If you average your share costs it matters less when you make your sales (after the five-year window). If you use FIFO you’ll want to restrict your sales to when the market is in your favor.

Set Reasonable Profit and Loss Goals

Some people remain indecisive about when to sell their shares. They are afraid they’ll miss out on some profits by selling too soon. When you buy a share in a stock or mutual fund, set some limits for yourself.

You will sell when the stock or fund rises to a certain point or drops to a certain point. Many investors set their limits to about 20% above or below the purchase price.

Although a stock or mutual fund may lose a great deal of value when the market tumbles, most of these kinds of investments recover their lost value within 1-2 years. You may do better to wait it out and start buying again after the market has bottomed.

Set Reasonable Purchase Price Expectations

Some people remain indecisive about when to buy shares in a stock or fund.
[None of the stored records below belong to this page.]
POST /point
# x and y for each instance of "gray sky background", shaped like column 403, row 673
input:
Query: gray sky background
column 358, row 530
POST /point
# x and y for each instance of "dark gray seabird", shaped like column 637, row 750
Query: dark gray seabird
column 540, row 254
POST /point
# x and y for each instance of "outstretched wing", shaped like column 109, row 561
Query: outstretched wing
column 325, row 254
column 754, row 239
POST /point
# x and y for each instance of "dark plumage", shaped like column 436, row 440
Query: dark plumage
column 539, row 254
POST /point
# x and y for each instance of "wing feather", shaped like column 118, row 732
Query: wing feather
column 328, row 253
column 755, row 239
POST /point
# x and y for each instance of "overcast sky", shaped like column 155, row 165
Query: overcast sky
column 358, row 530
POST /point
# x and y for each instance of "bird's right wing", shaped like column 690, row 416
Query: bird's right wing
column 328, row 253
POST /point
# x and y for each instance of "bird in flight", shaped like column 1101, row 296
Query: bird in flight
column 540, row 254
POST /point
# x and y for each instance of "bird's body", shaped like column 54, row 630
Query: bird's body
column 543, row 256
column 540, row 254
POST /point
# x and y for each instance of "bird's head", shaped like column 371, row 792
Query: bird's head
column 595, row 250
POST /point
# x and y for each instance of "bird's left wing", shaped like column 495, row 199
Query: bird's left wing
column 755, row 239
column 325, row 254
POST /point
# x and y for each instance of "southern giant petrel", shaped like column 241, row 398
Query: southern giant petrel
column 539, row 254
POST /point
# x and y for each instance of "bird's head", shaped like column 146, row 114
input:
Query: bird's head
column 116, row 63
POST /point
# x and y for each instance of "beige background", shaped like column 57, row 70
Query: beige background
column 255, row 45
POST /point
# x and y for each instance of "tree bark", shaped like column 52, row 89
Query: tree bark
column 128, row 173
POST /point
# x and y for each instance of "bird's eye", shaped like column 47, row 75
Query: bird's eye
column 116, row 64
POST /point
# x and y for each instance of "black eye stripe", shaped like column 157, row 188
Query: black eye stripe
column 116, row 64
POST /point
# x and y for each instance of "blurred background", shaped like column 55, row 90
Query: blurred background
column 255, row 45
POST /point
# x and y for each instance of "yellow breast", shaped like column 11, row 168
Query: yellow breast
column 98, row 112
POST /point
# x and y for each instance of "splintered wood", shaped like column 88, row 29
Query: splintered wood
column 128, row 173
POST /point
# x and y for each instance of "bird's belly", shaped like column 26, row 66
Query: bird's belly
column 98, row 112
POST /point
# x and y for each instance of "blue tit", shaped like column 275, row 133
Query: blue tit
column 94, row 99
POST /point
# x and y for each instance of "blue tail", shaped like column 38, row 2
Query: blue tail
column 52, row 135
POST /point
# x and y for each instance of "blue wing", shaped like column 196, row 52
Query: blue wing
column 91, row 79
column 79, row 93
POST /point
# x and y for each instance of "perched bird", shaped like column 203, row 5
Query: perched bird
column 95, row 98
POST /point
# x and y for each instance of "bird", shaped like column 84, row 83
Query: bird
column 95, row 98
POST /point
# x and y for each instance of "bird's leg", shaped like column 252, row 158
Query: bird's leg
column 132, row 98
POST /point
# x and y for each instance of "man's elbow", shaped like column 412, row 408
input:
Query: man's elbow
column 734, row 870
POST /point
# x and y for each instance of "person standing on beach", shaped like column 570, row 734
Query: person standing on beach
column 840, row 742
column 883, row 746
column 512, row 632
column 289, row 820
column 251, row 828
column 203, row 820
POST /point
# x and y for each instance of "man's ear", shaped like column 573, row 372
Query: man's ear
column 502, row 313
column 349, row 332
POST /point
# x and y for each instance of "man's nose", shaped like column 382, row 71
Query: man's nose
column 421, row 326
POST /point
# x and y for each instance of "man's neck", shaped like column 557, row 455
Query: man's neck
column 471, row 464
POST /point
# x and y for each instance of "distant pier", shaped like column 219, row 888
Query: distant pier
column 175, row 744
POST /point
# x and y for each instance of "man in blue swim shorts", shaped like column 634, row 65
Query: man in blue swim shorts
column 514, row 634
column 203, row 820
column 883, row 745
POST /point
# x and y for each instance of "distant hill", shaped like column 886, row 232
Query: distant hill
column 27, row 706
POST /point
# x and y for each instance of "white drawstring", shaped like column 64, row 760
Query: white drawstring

If the market has just gone through a significant downturn and you’re not sure about whether it’s a good time to buy, wait three months.

Yes, you’ll miss some of the great bargain-basement opportunities but making an investment that keeps up at night is not a good investment. Market growth usually lasts for several years in-between downturns. It’s okay to miss buying at the bottom.

Most people don’t know when a market has really turned around. Many people buy too soon. It’s better to start buying a little late than to buy a little early, if only because you’ll feel better about the investments you’re making.